Breaking news
from another city, this time
one of ours,
full tonight with new war: dozens
or hundreds of brand new dead or
injured in an attack
on a theater or bus station
or another place in which we are unused
to seeing such things; tonight, we see them
over and over, splashed in
the familiar colors of our flags.
At the same time, in the same old war zones,
the same old bombs fell again
and the same old dozens or
hundreds once again died or were wounded,
the same ones who are always dying or
wounded. Their bodies are only rarely
shown, chalk-dusted,
red-splashed, pulled
from ruined hospitals,
theaters, mosques, wedding
tents.
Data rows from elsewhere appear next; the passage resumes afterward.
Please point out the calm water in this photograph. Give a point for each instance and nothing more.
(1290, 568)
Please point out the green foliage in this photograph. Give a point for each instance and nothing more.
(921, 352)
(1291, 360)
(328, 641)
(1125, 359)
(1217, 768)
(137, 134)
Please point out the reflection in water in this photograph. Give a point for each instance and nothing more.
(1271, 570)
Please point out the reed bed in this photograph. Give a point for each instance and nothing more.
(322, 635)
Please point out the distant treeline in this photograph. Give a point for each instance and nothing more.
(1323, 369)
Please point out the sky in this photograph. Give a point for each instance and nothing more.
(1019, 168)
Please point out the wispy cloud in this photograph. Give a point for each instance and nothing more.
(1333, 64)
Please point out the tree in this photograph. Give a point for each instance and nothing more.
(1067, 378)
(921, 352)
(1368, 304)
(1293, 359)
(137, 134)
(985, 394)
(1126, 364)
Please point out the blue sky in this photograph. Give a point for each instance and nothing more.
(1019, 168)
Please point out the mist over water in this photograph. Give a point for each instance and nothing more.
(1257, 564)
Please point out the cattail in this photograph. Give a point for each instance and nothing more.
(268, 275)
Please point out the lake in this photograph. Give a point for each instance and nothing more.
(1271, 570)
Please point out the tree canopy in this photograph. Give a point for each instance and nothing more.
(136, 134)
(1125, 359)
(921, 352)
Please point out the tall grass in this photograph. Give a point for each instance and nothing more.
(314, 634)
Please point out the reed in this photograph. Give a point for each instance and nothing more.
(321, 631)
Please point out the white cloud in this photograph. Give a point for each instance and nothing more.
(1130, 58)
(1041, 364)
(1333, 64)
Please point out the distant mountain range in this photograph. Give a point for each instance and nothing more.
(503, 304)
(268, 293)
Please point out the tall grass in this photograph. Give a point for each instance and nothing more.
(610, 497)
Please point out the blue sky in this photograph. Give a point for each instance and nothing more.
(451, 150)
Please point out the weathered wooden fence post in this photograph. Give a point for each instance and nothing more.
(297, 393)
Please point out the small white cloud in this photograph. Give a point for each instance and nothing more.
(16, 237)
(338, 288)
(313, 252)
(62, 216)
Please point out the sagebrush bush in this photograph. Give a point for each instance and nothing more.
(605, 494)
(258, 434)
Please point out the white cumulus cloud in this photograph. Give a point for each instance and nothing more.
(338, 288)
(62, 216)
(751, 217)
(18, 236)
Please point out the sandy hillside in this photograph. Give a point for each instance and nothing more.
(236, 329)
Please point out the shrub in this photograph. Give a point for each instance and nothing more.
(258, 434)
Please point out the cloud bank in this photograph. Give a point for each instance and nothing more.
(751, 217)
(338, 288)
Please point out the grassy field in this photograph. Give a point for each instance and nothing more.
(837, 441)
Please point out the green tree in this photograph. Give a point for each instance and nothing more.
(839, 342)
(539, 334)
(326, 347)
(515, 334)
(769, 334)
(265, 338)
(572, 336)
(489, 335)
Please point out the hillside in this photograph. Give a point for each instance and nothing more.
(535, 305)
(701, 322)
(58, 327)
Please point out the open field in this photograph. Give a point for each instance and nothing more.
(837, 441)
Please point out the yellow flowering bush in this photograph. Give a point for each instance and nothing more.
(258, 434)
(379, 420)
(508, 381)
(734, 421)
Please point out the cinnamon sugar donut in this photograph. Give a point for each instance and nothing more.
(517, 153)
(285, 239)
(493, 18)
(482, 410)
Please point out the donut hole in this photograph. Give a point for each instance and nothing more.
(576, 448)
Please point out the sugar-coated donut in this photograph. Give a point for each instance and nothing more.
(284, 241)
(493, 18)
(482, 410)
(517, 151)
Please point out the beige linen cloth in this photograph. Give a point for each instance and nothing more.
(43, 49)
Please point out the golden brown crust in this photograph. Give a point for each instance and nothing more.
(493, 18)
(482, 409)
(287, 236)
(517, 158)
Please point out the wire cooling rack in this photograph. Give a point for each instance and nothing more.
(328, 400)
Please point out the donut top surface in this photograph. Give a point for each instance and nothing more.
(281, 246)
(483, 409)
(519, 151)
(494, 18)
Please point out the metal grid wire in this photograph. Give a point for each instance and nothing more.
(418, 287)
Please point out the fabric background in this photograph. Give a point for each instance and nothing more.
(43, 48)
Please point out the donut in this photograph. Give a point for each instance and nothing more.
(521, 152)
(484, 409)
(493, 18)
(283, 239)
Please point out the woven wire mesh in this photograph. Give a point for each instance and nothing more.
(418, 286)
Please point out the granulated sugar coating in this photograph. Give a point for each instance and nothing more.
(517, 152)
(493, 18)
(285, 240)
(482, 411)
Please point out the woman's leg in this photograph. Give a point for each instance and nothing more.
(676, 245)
They look the same
every time to us.
We don’t even bother
to post pictures of their faces
and who knows what their flags
look like? Who among us bothers
to learn their colors?
I want to introduce our own dead
to their dead in some place
beyond flags, somewhere beyond
the rooms where it is decided
what is breaking news and what is
a passing mention.
I want to see if,
once they are joined
in the aftermath of
such a sudden detonation
of their lives, they hold each other
and sob for each other
as we apparently cannot.

June 12th, 2017 at 10:02 pm
Powerful image in the last stanza. Stopped me in my tracks.
May 27th, 2017 at 9:08 am
Read that in the book ‘Lincoln in the Bardo’ there is a ghost who (amusingly?) persists in his virulent racism, despite himself and the others present being no longer in possession of bodies. https://en.m.wikipedia.org/wiki/Lincoln_in_the_Bardo
May 27th, 2017 at 9:11 am
Nothing would surprise me.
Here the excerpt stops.